Com receitas fracas e a antecipação de pagamento de precatórios, o setor público teve déficit primário de R$ 19,5 bilhões em junho e de R$ 35,1 bilhões no primeiro semestre. Ambos os resultados são os piores para esses períodos desde o início da série histórica, em 2001. O resultado primário divulgado pelo Banco Central nessa sexta-feira corresponde ao resultado das receitas menos as despesas da União, estados e municípios antes do pagamento dos juros da dívida.

Além da arrecadação mais fraca do que o esperado, consequência da fraca atividade econômica, houve aumento expressivo das despesas do governo federal em junho devido à antecipação de pagamentos em precatórios e sentenças judiciais.
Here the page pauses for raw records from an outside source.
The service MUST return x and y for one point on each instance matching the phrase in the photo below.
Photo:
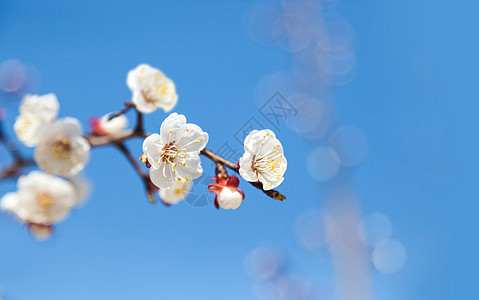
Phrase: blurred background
(371, 100)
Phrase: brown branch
(149, 187)
(118, 141)
(128, 105)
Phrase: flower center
(61, 148)
(179, 191)
(44, 200)
(169, 153)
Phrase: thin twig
(218, 159)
Desde 2013, esses pagamentos ocorrem entre novembro e dezembro. Mas o governo decidiu neste ano antecipar os pagamentos para maio e junho. Foram R$ 10 bilhões pagos em maio e outros R$ 9 bilhões em junho.

A expectativa é que essa antecipação vai gerar uma economia de R$ 600 milhões a R$ 700 milhões neste ano, uma vez que o governo paga juros nesses precatórios. No acumulado de 12 meses encerrados em junho, as contas do setor público mostraram déficit de R$ 167,1 bilhões, ou 2,62% do PIB (Produto Interno Bruto). A meta fiscal fixada na lei orçamentária para este ano é de um déficit de R$ 143,1 bilhões para União, Estados e municípios. Somadas, as administrações estaduais e municipais tiveram resultado positivo de R$ 240 milhões em junho, ante um superávit de R$ 98 milhões no mesmo período do ano passado.